En construisant une route juste au-dessous du village, on découvrit en 1974/1975 des murs romains. Les fouilles importantes menées par le service archéologique cantonal de 1979 à 1983 permirent de mettre au jour les vestiges de nombreux bâtiments de cette époque (du début du Ier s. apr. J.-C. jusqu'au IVe s.). L'un d'eux, mesurant environ 30 m sur 20, devait être une imposante mutatio (relais) sur la route du Julier, qui permettait la circulation des chars. Il comprenait plusieurs salles avec dispositif de chauffage (hypocauste); on y a trouvé des peintures murales (représentation du dieu Amour), un plancher en bois calciné et des fosses de forge. On a repéré en outre diverses dépendances, dont deux avec hypocauste, un fournil et des maisons en bois avec foyers. Le mobilier atteste l'intensité du trafic à travers les Alpes. Plusieurs petites cabanes en bois avec foyers attestent une occupation prolongée jusqu'au VIe/VIIe s.
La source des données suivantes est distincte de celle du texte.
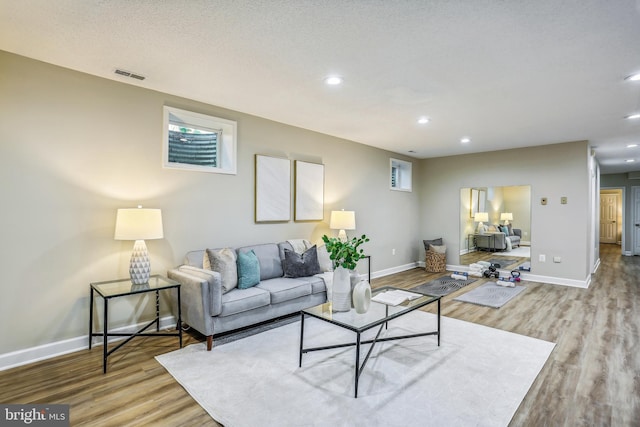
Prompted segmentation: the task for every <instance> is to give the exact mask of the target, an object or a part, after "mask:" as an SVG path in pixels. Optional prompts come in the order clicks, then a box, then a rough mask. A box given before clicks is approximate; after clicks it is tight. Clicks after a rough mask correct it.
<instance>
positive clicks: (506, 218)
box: [500, 212, 513, 225]
mask: <svg viewBox="0 0 640 427" xmlns="http://www.w3.org/2000/svg"><path fill="white" fill-rule="evenodd" d="M500 221H504V225H509V221H513V214H512V213H511V212H502V213H501V214H500Z"/></svg>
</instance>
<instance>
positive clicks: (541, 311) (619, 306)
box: [0, 245, 640, 427]
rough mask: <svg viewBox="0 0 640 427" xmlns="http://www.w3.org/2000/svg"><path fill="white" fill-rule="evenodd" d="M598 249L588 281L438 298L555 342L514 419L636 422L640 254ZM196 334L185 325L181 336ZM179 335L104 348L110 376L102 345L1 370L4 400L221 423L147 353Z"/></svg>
mask: <svg viewBox="0 0 640 427" xmlns="http://www.w3.org/2000/svg"><path fill="white" fill-rule="evenodd" d="M600 256H601V266H600V268H599V270H598V272H597V273H596V274H595V275H594V278H593V281H592V283H591V286H590V287H589V289H579V288H572V287H565V286H557V285H547V284H541V283H534V282H527V283H526V285H527V289H526V291H524V292H523V293H521V294H520V295H519V296H518V297H517V298H516V299H514V300H513V301H511V302H509V304H507V305H505V306H504V307H502V308H500V309H492V308H488V307H480V306H475V305H472V304H467V303H462V302H457V301H453V298H455V297H456V296H457V295H458V294H461V293H464V292H467V291H469V290H470V289H473V288H474V287H477V286H479V285H480V284H482V283H484V282H485V279H480V280H478V281H477V282H474V283H473V284H471V285H469V286H467V287H466V288H463V289H462V290H460V291H458V292H456V293H454V294H451V295H448V296H446V297H444V298H443V304H442V312H443V315H445V316H448V317H453V318H457V319H461V320H465V321H469V322H474V323H478V324H482V325H486V326H489V327H493V328H498V329H503V330H506V331H511V332H515V333H518V334H523V335H527V336H530V337H535V338H540V339H543V340H547V341H552V342H555V343H557V345H556V348H555V349H554V351H553V353H552V354H551V357H550V359H549V360H548V362H547V364H546V365H545V366H544V368H543V369H542V371H541V373H540V375H539V376H538V378H537V379H536V381H535V382H534V384H533V385H532V387H531V389H530V390H529V392H528V393H527V395H526V397H525V399H524V400H523V402H522V403H521V405H520V407H519V408H518V410H517V412H516V414H515V415H514V417H513V419H512V420H511V423H510V425H511V426H536V427H537V426H638V425H640V351H638V348H640V347H639V344H640V334H639V333H640V283H639V282H638V279H637V278H638V277H640V257H623V256H621V255H620V247H619V246H616V245H601V250H600ZM441 275H442V274H429V273H425V272H424V271H423V270H422V269H413V270H410V271H406V272H402V273H399V274H395V275H392V276H387V277H383V278H379V279H375V280H373V284H372V285H373V286H374V287H378V286H384V285H390V284H393V285H396V286H401V287H403V288H411V287H413V286H416V285H420V284H422V283H425V282H427V281H429V280H432V279H434V278H437V277H440V276H441ZM430 310H433V308H430V309H429V310H428V311H430ZM202 340H203V337H201V336H199V335H198V334H196V333H187V334H185V345H189V344H192V343H195V342H200V341H202ZM176 341H177V340H176V339H175V338H166V339H165V338H162V339H156V338H151V339H149V338H138V339H136V340H134V341H133V342H131V343H129V344H128V345H126V346H125V347H123V348H122V349H120V350H119V351H118V352H116V353H114V355H113V356H111V357H110V359H109V372H108V373H107V374H106V375H103V374H102V349H101V347H97V348H93V349H92V350H83V351H79V352H76V353H73V354H68V355H64V356H59V357H56V358H53V359H49V360H45V361H42V362H37V363H33V364H30V365H27V366H22V367H18V368H14V369H10V370H6V371H3V372H0V402H2V403H65V404H69V405H71V424H72V425H73V426H85V425H87V426H88V425H92V426H93V425H101V426H142V425H153V426H178V425H180V426H217V425H219V424H218V423H216V422H215V421H214V420H212V419H211V418H210V417H209V415H208V414H207V413H206V412H205V411H204V410H203V409H202V408H201V407H200V406H199V405H198V404H197V403H196V402H195V401H194V400H193V399H192V398H191V397H190V396H189V395H188V394H187V392H186V391H185V390H184V389H183V388H182V387H181V386H180V385H179V384H178V383H177V382H175V381H174V380H173V378H172V377H171V376H170V375H169V374H168V373H167V372H166V371H165V370H164V368H163V367H162V366H160V364H158V363H157V362H156V361H155V359H154V358H153V356H155V355H157V354H161V353H165V352H168V351H172V350H174V349H176V348H177V343H176ZM496 363H500V360H496ZM203 374H204V375H206V373H203ZM222 386H223V385H221V387H222ZM238 410H242V409H241V408H239V409H238ZM428 424H429V420H425V424H424V425H428Z"/></svg>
Auteur(e): Jürg Rageth / PM

2 - Du Moyen Age à l'époque contemporaine

Dans le polyptyque rhétique, vers 840, R. est mentionné comme domaine royal et centre administratif, fonction qu'il assuma aussi de 1258 à 1552 au sein de la seigneurie épiscopale d'Oberhalbstein. Sa paroisse (qui engloba Parsonz de 1641 à 1726 et Cunter jusqu'en 1725) est sans doute la plus ancienne de la vallée et celle qui disposa du premier baptistère. L'église gothique Saint-Laurent (1461) fut reconstruite en 1677 par les capucins. Au Moyen Age, les Wangen, administrateurs impériaux originaires de Bolzano, firent construire le château fort de Rätia Ampla (l'édifice actuel date du XIIIe s.), qui en 1258 déjà passa avec tous leurs autres biens à l'évêque de Coire. Celui-ci fit de R. le siège de son bailli (jusqu'en 1552). Aux baillis épiscopaux succédèrent jusque vers 1780 ceux de la haute juridiction de l'Oberhalbstein, membres de la Ligue de la Maison-Dieu, qui pour la plupart venaient de grandes familles locales (von Marmels, Fontana, Frisch, Scarpatetti). Le château fut inhabité dès le XVIe s., mais servit de lieu de réunion de la Landsgemeinde jusqu'au milieu du XVIIIe s. Du XIVe s. à 1850, les paysans trouvèrent des revenus accessoires dans les transports: marchandises en transit sur la "route supérieure" (Septimer, Julier/Maloja), minerai extrait dans le val Schmorras (affluent du val Nandro) et amené à la fonderie de Flix (responsable du déboisement d'une grande partie de la commune). Un terrible incendie détruisit le village presque entièrement en 1864. On a pu compter jusqu'à septante-cinq exploitations agricoles; il en restait deux douzaines au début du XXIe s., bénéficiaires d'une amélioration foncière réalisée avec Parsonz en 1958-1989. Un consortage regroupant R., Parsonz, Cunter et Savognin gère les alpages du val Nandro. Le tourisme s'est développé dès 1950, grâce à la proximité de la station de Savognin, dont le domaine skiable se trouve à 95% sur le territoire de R. La parahôtellerie offre plus de 700 lits (lotissement de Tigignas). Disposant autrefois d'une école communale (on dénombrait cinquante élèves à R. en 1850), le village fait maintenant partie d'un regroupement scolaire et n'abrite plus que les classes du degré inférieur. En 2000, la part du romanche était de 64%, celle de l'allemand de 32% (comm. de R.-Parsonz).